Tips, links, and general help; ballistics project

I’m planning on building an incredibly fancy end-of-year project for my physics class (and my own enjoyment, of course) - an air cannon with a rangefinder that compensates for distance and wind. I’ve already got all of the equations down in the form of a program in my TI-84, so that part is done, and it should be trivial to implement that properly. I’ve already got a basic setup built in GarrysMod, as well, so the proof of concept is done as well. My problems are probably going to be in the physical realm; motors, wiring, money, and etc.
I’ll probably end up using two stepper motors to control the yaw and pitch. I’ve never had any real-world experience with stepper motors; any recommendations for inexpensive, close-to-accurate models?
I have an idea for the rangefinder already; I’ve seen projects where a laser and a webcam are used, and trigonometry is used to determine the distance. I have an incredibly tiny laptop that can figure that out, but then what would be the easiest way to interface that with an Arduino? USB?

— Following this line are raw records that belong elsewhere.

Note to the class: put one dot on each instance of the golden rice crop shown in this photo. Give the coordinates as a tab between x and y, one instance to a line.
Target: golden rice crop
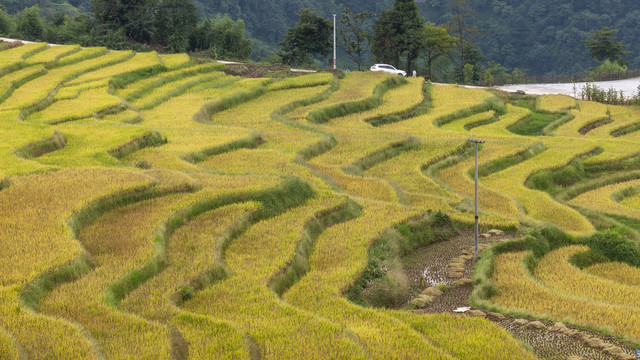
211	339
587	113
8	348
37	207
10	80
41	336
457	178
72	92
406	170
192	249
166	91
139	61
52	54
125	116
266	162
245	300
556	102
339	257
120	241
620	117
83	54
395	101
16	55
445	100
174	61
460	124
316	79
353	87
537	204
370	188
632	202
38	89
465	337
517	290
615	271
499	128
48	200
137	88
15	135
87	147
555	271
601	200
87	104
256	114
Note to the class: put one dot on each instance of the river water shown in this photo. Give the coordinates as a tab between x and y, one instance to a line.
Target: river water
628	86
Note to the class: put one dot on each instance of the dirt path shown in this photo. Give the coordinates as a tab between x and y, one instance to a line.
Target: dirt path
546	339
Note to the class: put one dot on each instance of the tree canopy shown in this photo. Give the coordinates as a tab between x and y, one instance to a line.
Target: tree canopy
311	36
603	46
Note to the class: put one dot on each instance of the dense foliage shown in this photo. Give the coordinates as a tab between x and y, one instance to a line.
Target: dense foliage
539	36
168	25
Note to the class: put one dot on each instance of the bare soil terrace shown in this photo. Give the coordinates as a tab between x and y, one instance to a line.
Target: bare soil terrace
546	339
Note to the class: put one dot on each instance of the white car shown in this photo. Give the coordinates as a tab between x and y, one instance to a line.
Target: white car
388	68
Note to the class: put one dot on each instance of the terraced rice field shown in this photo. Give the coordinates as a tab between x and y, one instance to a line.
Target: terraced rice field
151	207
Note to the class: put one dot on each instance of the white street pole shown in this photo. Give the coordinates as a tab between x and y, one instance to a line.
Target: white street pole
475	233
334	41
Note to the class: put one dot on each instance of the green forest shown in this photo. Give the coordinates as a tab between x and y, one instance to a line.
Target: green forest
536	36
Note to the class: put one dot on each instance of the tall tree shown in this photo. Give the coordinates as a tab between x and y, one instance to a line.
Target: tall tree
6	24
398	34
355	38
437	43
603	46
465	32
175	21
30	24
311	36
134	17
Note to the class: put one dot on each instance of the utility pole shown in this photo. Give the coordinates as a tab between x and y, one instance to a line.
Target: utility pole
334	42
475	234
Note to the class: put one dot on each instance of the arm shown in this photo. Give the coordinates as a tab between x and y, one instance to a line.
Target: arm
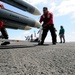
51	19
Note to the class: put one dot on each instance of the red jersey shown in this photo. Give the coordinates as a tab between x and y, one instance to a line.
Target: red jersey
1	22
47	18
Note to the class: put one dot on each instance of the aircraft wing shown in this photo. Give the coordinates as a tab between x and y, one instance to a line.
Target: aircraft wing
23	5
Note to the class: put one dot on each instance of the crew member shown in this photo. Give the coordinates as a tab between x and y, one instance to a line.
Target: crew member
47	19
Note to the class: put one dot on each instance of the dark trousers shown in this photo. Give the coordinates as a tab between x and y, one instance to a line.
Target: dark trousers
4	33
45	31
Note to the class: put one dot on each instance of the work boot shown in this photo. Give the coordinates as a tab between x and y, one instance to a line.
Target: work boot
5	43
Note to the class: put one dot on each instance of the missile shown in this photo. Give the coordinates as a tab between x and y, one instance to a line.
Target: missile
12	25
23	5
7	15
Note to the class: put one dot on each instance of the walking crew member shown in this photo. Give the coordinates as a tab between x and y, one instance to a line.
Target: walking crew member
62	34
3	30
47	19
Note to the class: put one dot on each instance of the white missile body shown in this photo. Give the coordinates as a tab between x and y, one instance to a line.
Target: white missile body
17	19
23	5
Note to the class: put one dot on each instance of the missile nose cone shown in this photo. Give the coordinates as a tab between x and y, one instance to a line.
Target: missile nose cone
37	24
36	12
27	28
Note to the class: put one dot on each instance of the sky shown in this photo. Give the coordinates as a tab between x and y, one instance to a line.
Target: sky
64	14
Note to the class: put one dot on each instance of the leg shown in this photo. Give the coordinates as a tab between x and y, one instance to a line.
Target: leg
4	33
63	39
43	35
60	38
53	34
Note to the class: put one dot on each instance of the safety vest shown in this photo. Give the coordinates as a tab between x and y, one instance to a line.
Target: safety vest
46	18
1	23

Actually…are there any simple ways to interface a TI-84 with two steppers and receive data from a computer? Using a calculator for control would be vastly simpler for me than using an Arduino…It doesn’t need to be particularly speedy, and there will be naught but three inputs and four outputs. Any ideas?
(inputs being wind speed, distance, and pressure. outputs would be pitch, yaw, control for the air compressor, and the trigger)

(first project where I’m contemplating using an Arduino, by the way, if it isn’t too obvious already :slight_smile: )

The calc has a serial connection, so if you want to run it directly you would need (quite a bit) of logic circuitry to get the proper signals going to the proper places

or you can run the program on your calc and use an arduino as a bridge, and mostly in software

Yeah, that’s what I was thinking :frowning: Oh well, running it entirely from a microcontroller would be easier then.

To get you started on the hardware side:

If you’re calculator can perform the necessary calculations, I’m pretty sure the Arduino can, too.